Kachin Locals Demand Halt to Mega-Development Projects
By NETWORK MEDIA GROUP (NMG)
Monday, March 16, 2020
Locals in Kachin State have demanded a halt to the implementation of mega-development projects that negatively impact livelihoods and the environment.
The call came on International Rivers Day, commemorated on Saturday around the world, and locally in Lon Gar Zup village in Myitkyina Township, organized by Htoi Gender and Development Foundation and attended by more than 100 people. The objective of the event was to recognize the need to maintain rivers in their natural state, oppose projects that impact water sources, and to protect people’s rights to clean and sufficient water, and for them to be able to manage this resource themselves.
“The current government and future governments really need to implement development projects for the development of all people,” Doi Bu, vice chairperson for the Kachin State People’s Party (KSPP) told NMG. “We need projects that do not negatively impact our people emotionally and physically. That’s why we want the government to carefully consider their projects.”
Zarli Htwe, a lawyer working with the Htoi Gender and Development Foundation, told NMG that the projects being implemented need to be more carefully considered by the government, regarding their social and environmental impacts.
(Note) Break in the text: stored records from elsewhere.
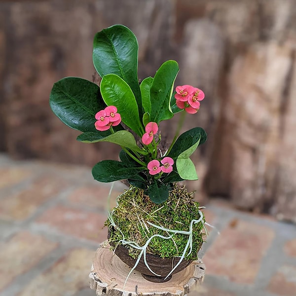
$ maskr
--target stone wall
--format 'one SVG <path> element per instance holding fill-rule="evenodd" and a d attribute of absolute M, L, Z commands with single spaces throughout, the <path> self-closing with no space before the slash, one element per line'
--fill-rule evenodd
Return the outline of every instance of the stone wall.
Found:
<path fill-rule="evenodd" d="M 76 142 L 77 133 L 53 115 L 48 101 L 52 84 L 63 77 L 92 79 L 93 36 L 121 23 L 138 38 L 140 78 L 176 59 L 177 83 L 206 94 L 184 127 L 201 126 L 209 135 L 194 156 L 203 160 L 203 190 L 244 209 L 296 221 L 296 4 L 0 1 L 0 149 L 15 157 L 89 165 L 117 157 L 115 146 Z M 171 125 L 161 127 L 168 139 Z"/>

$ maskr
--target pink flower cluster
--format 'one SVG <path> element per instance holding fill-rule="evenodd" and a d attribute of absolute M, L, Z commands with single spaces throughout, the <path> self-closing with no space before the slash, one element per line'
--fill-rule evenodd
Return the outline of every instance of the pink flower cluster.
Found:
<path fill-rule="evenodd" d="M 156 122 L 149 122 L 145 127 L 146 132 L 142 136 L 142 142 L 148 145 L 153 141 L 154 135 L 157 132 L 158 126 Z"/>
<path fill-rule="evenodd" d="M 173 158 L 167 156 L 162 159 L 160 162 L 163 165 L 160 166 L 160 163 L 157 159 L 151 160 L 148 163 L 147 168 L 149 170 L 150 175 L 156 175 L 161 171 L 169 174 L 173 170 L 173 165 L 174 164 Z"/>
<path fill-rule="evenodd" d="M 199 109 L 200 103 L 205 97 L 201 89 L 191 85 L 182 85 L 176 88 L 176 104 L 181 109 L 185 109 L 187 113 L 194 114 Z"/>
<path fill-rule="evenodd" d="M 95 126 L 101 131 L 107 131 L 112 126 L 118 125 L 121 121 L 121 116 L 117 113 L 117 108 L 115 106 L 108 106 L 104 110 L 99 111 L 95 117 L 97 119 Z"/>

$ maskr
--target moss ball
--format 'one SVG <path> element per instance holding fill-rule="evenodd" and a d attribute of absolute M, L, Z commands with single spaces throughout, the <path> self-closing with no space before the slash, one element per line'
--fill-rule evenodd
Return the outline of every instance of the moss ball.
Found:
<path fill-rule="evenodd" d="M 118 203 L 118 206 L 112 212 L 116 227 L 111 227 L 109 220 L 106 222 L 110 230 L 109 241 L 116 245 L 123 239 L 123 234 L 126 241 L 142 246 L 154 234 L 166 237 L 172 235 L 172 239 L 154 237 L 147 248 L 148 253 L 163 258 L 182 256 L 189 235 L 169 233 L 149 225 L 148 222 L 167 229 L 188 231 L 191 221 L 200 217 L 199 205 L 194 201 L 193 194 L 187 192 L 185 187 L 177 185 L 170 191 L 167 200 L 160 204 L 152 202 L 143 189 L 132 186 L 119 196 Z M 185 257 L 187 259 L 197 259 L 197 253 L 204 241 L 203 222 L 203 218 L 202 222 L 193 224 L 192 251 Z M 137 258 L 140 251 L 128 247 L 130 255 Z M 188 248 L 186 255 L 189 249 Z"/>

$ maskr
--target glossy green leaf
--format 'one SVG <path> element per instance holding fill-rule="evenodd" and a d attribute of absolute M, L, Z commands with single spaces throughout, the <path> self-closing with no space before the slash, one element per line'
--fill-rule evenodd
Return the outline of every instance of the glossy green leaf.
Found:
<path fill-rule="evenodd" d="M 63 122 L 81 132 L 97 130 L 95 115 L 106 107 L 98 85 L 75 77 L 64 78 L 53 85 L 49 104 Z"/>
<path fill-rule="evenodd" d="M 133 159 L 124 150 L 121 150 L 119 152 L 119 159 L 124 164 L 132 167 L 136 167 L 139 165 L 139 163 Z"/>
<path fill-rule="evenodd" d="M 97 33 L 94 39 L 93 61 L 101 77 L 113 74 L 130 85 L 142 116 L 142 99 L 138 79 L 138 44 L 134 33 L 115 25 Z"/>
<path fill-rule="evenodd" d="M 173 116 L 171 98 L 179 66 L 175 61 L 167 61 L 156 72 L 150 89 L 151 121 L 158 123 Z"/>
<path fill-rule="evenodd" d="M 169 189 L 167 186 L 155 180 L 147 192 L 150 199 L 156 204 L 162 203 L 169 198 Z"/>
<path fill-rule="evenodd" d="M 184 109 L 180 109 L 177 106 L 176 99 L 175 98 L 175 94 L 176 93 L 177 93 L 176 92 L 174 92 L 172 95 L 172 98 L 171 98 L 171 109 L 172 109 L 172 112 L 173 112 L 174 114 L 180 113 L 184 110 Z"/>
<path fill-rule="evenodd" d="M 198 140 L 191 147 L 184 151 L 178 156 L 176 162 L 177 170 L 182 179 L 187 180 L 197 180 L 198 179 L 197 175 L 196 175 L 195 167 L 189 157 L 197 148 L 199 141 L 200 140 Z"/>
<path fill-rule="evenodd" d="M 142 106 L 144 112 L 151 113 L 151 101 L 150 100 L 150 89 L 153 82 L 152 77 L 147 77 L 141 83 L 140 88 L 142 99 Z"/>
<path fill-rule="evenodd" d="M 146 126 L 147 124 L 150 122 L 150 114 L 149 113 L 148 113 L 148 112 L 144 113 L 144 115 L 143 115 L 143 122 L 144 126 Z"/>
<path fill-rule="evenodd" d="M 197 180 L 194 164 L 189 158 L 178 157 L 176 161 L 178 172 L 181 178 L 186 180 Z"/>
<path fill-rule="evenodd" d="M 176 158 L 180 154 L 198 142 L 201 145 L 207 140 L 207 134 L 201 127 L 195 127 L 185 132 L 177 139 L 172 149 L 166 156 Z"/>
<path fill-rule="evenodd" d="M 127 179 L 129 183 L 132 186 L 138 187 L 141 189 L 147 189 L 147 179 L 144 178 L 145 174 L 143 172 L 137 174 L 131 178 Z"/>
<path fill-rule="evenodd" d="M 162 182 L 164 183 L 172 183 L 173 182 L 179 182 L 184 181 L 184 179 L 180 177 L 180 175 L 175 170 L 177 170 L 177 167 L 174 167 L 174 170 L 162 179 Z"/>
<path fill-rule="evenodd" d="M 121 161 L 102 160 L 94 166 L 92 173 L 95 180 L 108 183 L 132 178 L 144 169 L 128 166 Z"/>
<path fill-rule="evenodd" d="M 99 142 L 109 142 L 117 144 L 122 147 L 130 149 L 135 152 L 147 154 L 138 146 L 133 134 L 128 131 L 119 131 L 107 137 L 102 137 L 97 133 L 84 133 L 77 137 L 79 141 L 85 143 L 95 143 Z"/>
<path fill-rule="evenodd" d="M 135 96 L 127 83 L 115 74 L 109 74 L 101 81 L 101 92 L 108 106 L 114 106 L 122 122 L 141 136 L 144 132 Z"/>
“It won’t benefit our people if these projects impact our society and the environment negatively. The government has to work for the benefit of the people, so the government should listen to the voice of the people,” she said.
Those in attendance at the event in Lon Gar Zup also spoke out against the China-backed Myitsone dam project, on the confluence of the Irrawaddy River in Kachin State. After widespread public discontent, construction was halted under the former administration led by Thein Sein, but locals are still calling for the dam to be permanently abandoned.
“We demand that the Myitsone dam project not be continued. We want them to understand our feelings. We want them to know how people are suffering. They should not only consider their businesses. We want them to create happiness for people,” a woman from U Pyit village who attended Saturday’s event, told NMG.
Another U Pyit resident, Ah Hser, said that locals depend on the Irrawaddy for both drinking water and for the cultivation of their crops and they want it to continue flowing freely.
“We don’t want the Irrawaddy River to be damaged. We want the Irrawaddy River to remain as it is. This project [the Myitsone dam] is likely to destroy the Irrawaddy,” he explained. “I don’t know how big the impact will be because of this project. We are not educated people, so I cannot predict the impact. But we want to see a beautiful river remain as it is.”
Existing agreements for international development projects were signed under previous governments and locals have pointed out that there was little to no transparency or consent from communities in the pursuit of these initiatives.